Harry’s diary reveals that they boarded a ship bound for France on June 14 and arrived off the coast at 6pm on June 16. The ammunition was taken off the ship first but then on June 19 there was a major storm and they were stuck on board for days. They finally got off the ship on June 24 although the day before Harry had noted in his diary “four ships sunk.”

But Harry did return home with another souvenir of the war.

He thought he had found some German binoculars but it later turned out they were Russian so must have been taken from a Russian by a German soldier.

After the war Harry became a director at Linthwaite builders J Wimpenny and Co and died in 2010 aged 90.

In 1949 he married Margaret who died 12 years ago and they had four children, Jonathan, now 65, Nic, 63, James, 61 and Helen, 53.

Any relatives of the soldier called Lockwood should contact Andrew Hirst at The Huddersfield Daily Examiner on 01484 437761.

Harry also brought home a booklet that is pure history gold.

Simply called Germany, it was advice to troops who were occupying the country after the war was over.

Harry Wimpenny (second left) with a soldier from Birkby (fourth right) who was called Lockwood!

And it pulls no punches, warning the soldiers not to feel sorry for the German civilians and mentions the way the German army had brutally treated occupied countries.

It states: “There will be no brutality about a British occupation, but neither will there be softness or sentimentality.

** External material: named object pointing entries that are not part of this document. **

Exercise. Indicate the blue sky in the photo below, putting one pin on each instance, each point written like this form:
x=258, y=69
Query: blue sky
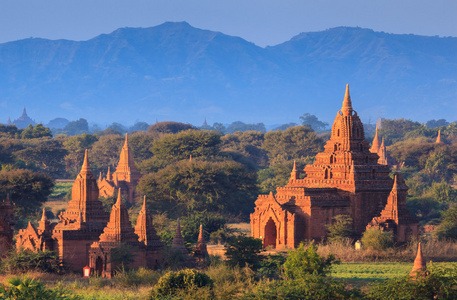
x=263, y=22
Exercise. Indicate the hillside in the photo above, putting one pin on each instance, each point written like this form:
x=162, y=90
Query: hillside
x=177, y=72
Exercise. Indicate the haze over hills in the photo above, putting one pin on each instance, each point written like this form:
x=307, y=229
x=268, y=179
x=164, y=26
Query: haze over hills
x=177, y=72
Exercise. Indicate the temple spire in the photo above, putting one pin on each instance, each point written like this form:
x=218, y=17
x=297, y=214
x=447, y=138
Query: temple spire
x=347, y=104
x=178, y=240
x=419, y=263
x=438, y=138
x=85, y=168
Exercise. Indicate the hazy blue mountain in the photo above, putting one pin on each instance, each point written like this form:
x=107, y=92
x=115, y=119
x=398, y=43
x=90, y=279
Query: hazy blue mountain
x=177, y=72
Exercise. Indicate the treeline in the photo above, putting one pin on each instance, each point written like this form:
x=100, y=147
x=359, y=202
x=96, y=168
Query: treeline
x=206, y=176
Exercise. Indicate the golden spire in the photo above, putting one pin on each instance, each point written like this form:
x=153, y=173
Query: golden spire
x=347, y=104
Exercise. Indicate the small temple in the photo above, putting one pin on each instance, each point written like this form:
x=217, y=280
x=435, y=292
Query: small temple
x=7, y=223
x=23, y=121
x=125, y=177
x=349, y=177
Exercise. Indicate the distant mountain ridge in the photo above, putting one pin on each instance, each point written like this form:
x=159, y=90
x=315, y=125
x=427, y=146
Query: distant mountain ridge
x=177, y=72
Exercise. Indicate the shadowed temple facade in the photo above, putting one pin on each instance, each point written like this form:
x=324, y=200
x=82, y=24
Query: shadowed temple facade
x=348, y=178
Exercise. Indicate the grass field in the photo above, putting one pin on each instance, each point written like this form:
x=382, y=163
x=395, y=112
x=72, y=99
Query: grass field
x=375, y=271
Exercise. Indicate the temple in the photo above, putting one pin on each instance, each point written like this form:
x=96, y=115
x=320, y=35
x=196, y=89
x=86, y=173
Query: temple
x=125, y=177
x=7, y=223
x=346, y=178
x=23, y=121
x=86, y=234
x=142, y=243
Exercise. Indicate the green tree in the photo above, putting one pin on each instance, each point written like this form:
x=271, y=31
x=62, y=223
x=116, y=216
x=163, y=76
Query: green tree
x=243, y=250
x=313, y=122
x=295, y=142
x=447, y=229
x=46, y=154
x=76, y=146
x=300, y=263
x=28, y=191
x=77, y=127
x=169, y=127
x=224, y=186
x=377, y=239
x=198, y=143
x=37, y=131
x=340, y=228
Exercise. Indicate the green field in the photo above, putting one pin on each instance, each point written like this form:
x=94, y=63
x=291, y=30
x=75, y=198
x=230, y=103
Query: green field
x=374, y=271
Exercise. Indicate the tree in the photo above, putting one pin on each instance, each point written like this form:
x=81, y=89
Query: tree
x=300, y=263
x=28, y=191
x=447, y=229
x=340, y=228
x=224, y=186
x=294, y=142
x=77, y=127
x=139, y=126
x=37, y=131
x=76, y=146
x=169, y=127
x=313, y=122
x=240, y=126
x=105, y=152
x=243, y=250
x=377, y=239
x=46, y=154
x=198, y=143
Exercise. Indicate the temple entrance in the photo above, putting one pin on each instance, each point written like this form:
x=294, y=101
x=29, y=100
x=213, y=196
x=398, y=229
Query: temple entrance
x=98, y=266
x=270, y=234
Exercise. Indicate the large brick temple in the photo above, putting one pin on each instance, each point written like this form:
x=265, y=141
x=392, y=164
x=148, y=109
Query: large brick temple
x=86, y=234
x=346, y=178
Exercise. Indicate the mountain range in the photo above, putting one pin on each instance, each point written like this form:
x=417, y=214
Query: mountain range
x=180, y=73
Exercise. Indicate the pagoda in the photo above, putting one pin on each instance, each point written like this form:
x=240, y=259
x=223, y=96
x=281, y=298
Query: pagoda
x=345, y=178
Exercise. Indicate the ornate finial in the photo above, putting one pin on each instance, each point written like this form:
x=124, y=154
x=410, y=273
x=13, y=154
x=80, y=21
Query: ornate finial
x=438, y=138
x=419, y=263
x=43, y=216
x=201, y=240
x=119, y=198
x=85, y=166
x=347, y=104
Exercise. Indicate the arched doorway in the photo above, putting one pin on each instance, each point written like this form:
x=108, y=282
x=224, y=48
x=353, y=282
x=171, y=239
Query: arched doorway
x=270, y=234
x=99, y=266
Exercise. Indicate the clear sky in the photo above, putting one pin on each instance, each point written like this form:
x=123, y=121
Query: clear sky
x=263, y=22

You may see many pitiful sights, hard luck stories may somehow reach you. Some of them may be true, at least in part, but most will be hypocritical attempts to win sympathy. For, taken as a whole, the German is brutal when he is winning and is sorry for himself and whines for sympathy when he is beaten. So be on your guard against ‘propaganda’ in the form of hard luck stories. Be fair and just, but don’t be soft.”

And it warns the soldiers to be prepared for sights of mass destruction by bombing.

It states: “If you come in from the west you will enter the most bombed area in Europe. Here the destruction is many times greater than anything you have seen in London, Coventry or Bristol. In 11 months (September 1940 to July 1941) the Germans dropped 7,500 tons of bombs on London. We dropped nearly 10,000 tons of bombs on Duisburg in October 1944. In western and central Germany you will find an area of bleak poverty and devastation. Expect to find a population that is hungry, exhausted and on the verge of despair.”

Harry Wimpenny

And the booklet claims the Germans had for centuries been trained to submit to authority with obedience imposed on them by force.

“That is one reason why they accepted Hitler,” the booklet states. “He ordered them about and most of them liked it. It saved them the trouble of thinking.”

But, alarmingly, it also claimed: “There are signs that the German leaders are already making plans for a Third World War. That must be prevented at all costs.”

And it states that marriages between the occupying soldiers and German women is forbidden as it was regarded as an easy way out of the country for new wives.

The booklet states: “Many German girls will be just waiting for the chance to marry a Briton whether they care for him or not. When once they had their marriage lines he would have served his purpose.”

And one last final piece of advice: “Go easy on Schnaps.”